Characterization of the Protein Corona of Three Chairside Hemoderivatives on Melt Electrowritten Polycaprolactone Scaffolds

Abstract

In tissue engineering, the relationship between a biomaterial surface and the host's immune response during wound healing is crucial for tissue regeneration. Despite hemoderivative functionalization of biomaterials becoming a common tissue-engineering strategy for enhanced regeneration, the characteristics of the protein-biomaterial interface have not been fully elucidated. This study characterized the interface formed by the adsorbed proteins from various hemoderivatives with pristine and calcium phosphate (CaP)-coated polycaprolactone (PCL) melt electrowritten scaffolds. PCL scaffolds were fabricated by using melt electrospinning writing (MEW). Three hemoderivatives (pure platelet-rich plasma (P-PRP), leucocyte platelet-rich plasma (L-PRP) and injectable platelet-rich fibrin (i-PRF)) and total blood PLASMA (control) were prepared from ovine blood. Hemoderivatives were characterized via SEM/EDX, cross-linking assay, weight loss, pH and protein quantification. The interface between PCL/CaP and hemoderivative was examined via FTIR, XPS and electrophoresis. i-PRF/PCL-CaP (1653 cm^-1), PLASMA/PCL-CaP (1652 cm^-1) and i-PRF/PCL (1651 cm^-1) demonstrated a strong signal at the Amide I region. PLASMA and i-PRF presented similar N1s spectra, with most of the nitrogen involved in N-C=O bonds (≈400 eV). i-PRF resulted in higher adsorption of low molecular weight (LMW) proteins at 60 min, while PLASMA exhibited the lowest adsorption. L-PRP and P-PRP had a similar pattern of protein adsorption. The characteristics of biomaterial interfaces can be customized, thus creating a specific hemoderivative-defined layer on the PCL surface. i-PRF demonstrated a predominant adsorption of LMW proteins. Further investigation of hemoderivative functionalized biomaterials is required to identify the differential protein corona composition, and the resultant immune response and regenerative capacity.
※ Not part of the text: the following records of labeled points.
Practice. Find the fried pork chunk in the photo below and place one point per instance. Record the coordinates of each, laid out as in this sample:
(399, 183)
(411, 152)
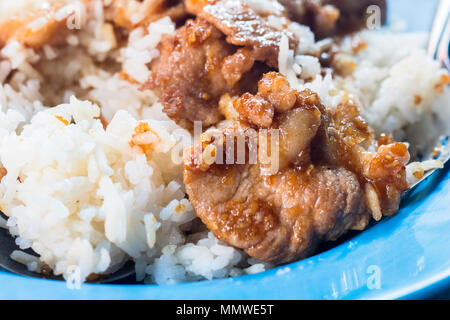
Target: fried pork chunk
(130, 14)
(226, 49)
(332, 17)
(326, 183)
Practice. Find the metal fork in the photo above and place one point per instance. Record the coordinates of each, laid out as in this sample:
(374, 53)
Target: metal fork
(438, 49)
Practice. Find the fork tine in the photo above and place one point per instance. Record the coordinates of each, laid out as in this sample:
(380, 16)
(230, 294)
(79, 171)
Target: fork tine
(439, 27)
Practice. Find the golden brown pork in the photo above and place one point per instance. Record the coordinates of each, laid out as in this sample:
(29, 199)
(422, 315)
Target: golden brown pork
(326, 180)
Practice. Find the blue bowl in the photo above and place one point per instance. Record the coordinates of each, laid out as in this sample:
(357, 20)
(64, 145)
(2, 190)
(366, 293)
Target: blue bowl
(406, 256)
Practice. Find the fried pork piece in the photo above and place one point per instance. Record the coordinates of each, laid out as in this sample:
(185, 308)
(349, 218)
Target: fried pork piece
(189, 73)
(332, 17)
(327, 181)
(225, 50)
(34, 23)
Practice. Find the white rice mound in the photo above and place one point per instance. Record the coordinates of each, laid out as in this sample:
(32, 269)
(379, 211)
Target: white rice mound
(86, 198)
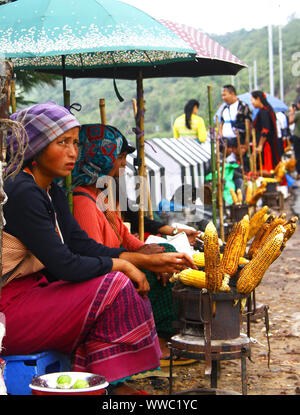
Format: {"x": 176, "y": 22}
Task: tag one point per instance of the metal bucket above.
{"x": 237, "y": 212}
{"x": 196, "y": 307}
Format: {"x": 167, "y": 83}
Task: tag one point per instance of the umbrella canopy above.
{"x": 90, "y": 33}
{"x": 276, "y": 104}
{"x": 106, "y": 39}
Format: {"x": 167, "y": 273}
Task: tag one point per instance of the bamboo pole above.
{"x": 241, "y": 157}
{"x": 213, "y": 156}
{"x": 220, "y": 190}
{"x": 134, "y": 107}
{"x": 102, "y": 110}
{"x": 260, "y": 164}
{"x": 254, "y": 151}
{"x": 141, "y": 150}
{"x": 13, "y": 96}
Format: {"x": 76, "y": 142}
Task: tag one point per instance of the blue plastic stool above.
{"x": 21, "y": 369}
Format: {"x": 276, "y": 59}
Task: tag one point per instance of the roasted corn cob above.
{"x": 234, "y": 196}
{"x": 257, "y": 220}
{"x": 213, "y": 269}
{"x": 280, "y": 220}
{"x": 280, "y": 171}
{"x": 252, "y": 274}
{"x": 258, "y": 194}
{"x": 289, "y": 231}
{"x": 249, "y": 191}
{"x": 200, "y": 261}
{"x": 191, "y": 277}
{"x": 234, "y": 246}
{"x": 256, "y": 241}
{"x": 239, "y": 195}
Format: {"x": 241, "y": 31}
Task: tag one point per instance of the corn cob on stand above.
{"x": 212, "y": 299}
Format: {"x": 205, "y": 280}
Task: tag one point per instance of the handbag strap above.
{"x": 84, "y": 194}
{"x": 5, "y": 277}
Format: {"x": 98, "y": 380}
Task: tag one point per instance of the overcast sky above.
{"x": 221, "y": 16}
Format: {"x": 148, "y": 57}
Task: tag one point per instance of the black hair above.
{"x": 230, "y": 88}
{"x": 188, "y": 110}
{"x": 262, "y": 96}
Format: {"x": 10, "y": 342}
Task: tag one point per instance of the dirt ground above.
{"x": 280, "y": 290}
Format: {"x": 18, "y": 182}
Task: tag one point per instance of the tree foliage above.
{"x": 165, "y": 98}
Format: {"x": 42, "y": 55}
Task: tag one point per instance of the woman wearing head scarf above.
{"x": 89, "y": 300}
{"x": 102, "y": 158}
{"x": 190, "y": 124}
{"x": 266, "y": 131}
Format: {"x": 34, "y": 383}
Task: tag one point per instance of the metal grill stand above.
{"x": 209, "y": 330}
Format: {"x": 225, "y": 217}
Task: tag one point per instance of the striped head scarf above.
{"x": 43, "y": 124}
{"x": 99, "y": 147}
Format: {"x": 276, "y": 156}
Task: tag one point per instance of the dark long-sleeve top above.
{"x": 150, "y": 226}
{"x": 30, "y": 216}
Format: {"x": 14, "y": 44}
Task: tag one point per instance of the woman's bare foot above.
{"x": 124, "y": 390}
{"x": 164, "y": 349}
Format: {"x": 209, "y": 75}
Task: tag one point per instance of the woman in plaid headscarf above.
{"x": 102, "y": 158}
{"x": 91, "y": 299}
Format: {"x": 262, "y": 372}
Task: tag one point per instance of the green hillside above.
{"x": 165, "y": 98}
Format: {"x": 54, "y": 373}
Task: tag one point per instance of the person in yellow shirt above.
{"x": 190, "y": 124}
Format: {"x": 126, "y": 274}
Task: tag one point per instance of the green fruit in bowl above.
{"x": 64, "y": 381}
{"x": 80, "y": 384}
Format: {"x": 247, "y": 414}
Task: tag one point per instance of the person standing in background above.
{"x": 266, "y": 131}
{"x": 234, "y": 115}
{"x": 294, "y": 118}
{"x": 190, "y": 124}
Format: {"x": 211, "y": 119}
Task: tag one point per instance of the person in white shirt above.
{"x": 234, "y": 115}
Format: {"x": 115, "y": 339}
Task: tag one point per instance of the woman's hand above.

Keywords: hemoderivative; polycaprolactone; protein corona; regeneration.

Figure 1

(A) SEM images from MEW scaffolds showing CaP surface deposition (far right image, white arrows) confirmed by energy-dispersive X-ray spectroscopy (EDX), as previously reported by our group [42]. (B) Surface characteristics of the different hemoderivatives including PLASMA.

Figure 2

Characterization of the fibrin network within the different hemoderivatives. Fibrin fiber diameter (A), pore size (B) and porosity (C) were determined via SEM images. Cross-linking (D), weight loss (E) and pH (F) using media calibrated a pH 7.35 physiological value (red dotted line) as reference. Results are expressed in mean and standard deviation. Statistically difference was determined at (**** p < 0.0001), (*** p < 0.001), (** p < 0.01) and (* p < 0.05).

Figure 3

(A) Total protein quantification for each hemoderivative. (B) At 20% dilution, no statistically significant differences were found between the hemoderivatives applied on CaP scaffolds. (C) Hemoderivative protein adsorption at different dilutions showing statistically significant starts over time with increasing dilution in P-PRP and L-PRP. Other statistical significance marked by asterisks (**** p < 0.0001), (*** p < 0.001), (** p < 0.01) and (* p < 0.05).

Figure 4

FTIR spectra for the various hemoderivatives and CaP scaffold combination. (A) All peaks in the N-H stretching region are significant above 3400 cm⁻¹, especially on PLASMA/PCL/CaP. (B) Magnification of the stretching region encompassing 1800–400 cm⁻¹ confirmed apatite deposition on PCL (1028, 600 and 561 picks) and the predominant α-Helix structural motif for i-PRF and predominant β-sheet motif for the anticoagulated protocols (i.e., P-PRP, L-PRP observed in the Amide I region). Colored bands represent Amide A (orange/N-H) or B (purple/C-H) from 3300 and 2900 cm⁻¹ respectively, as well as Amide I (blue/ C=O) which appear at lower wavelengths from 1650 cm⁻¹.

Figure 5

(A) C1s narrow scan and (B) N1s narrow scan XPS spectra for the different hemoderivatives on the PCL/CaP scaffold surface. Peak deconvolution of C1s and N1s of the different groups.

Figure 6

PC characterization. (A) SD–PAGE gel of the different groups at the 5 time points. (B) Spectrum of the protein intensity at 60 min segmented by their molecular weight (MW), showing the differential PC behavior analyzed by the area under the curve. (C) Total protein dynamic binding of different groups. (D) The protein deposition on the surface demonstrated differential protein composition by MW distribution on the PCL/CaP surface interface over time. At the early stages, predominantly high MW (>90 kDa) protein deposition was observed, followed by a secondary protein binding with medium and low MW (>30 kDa).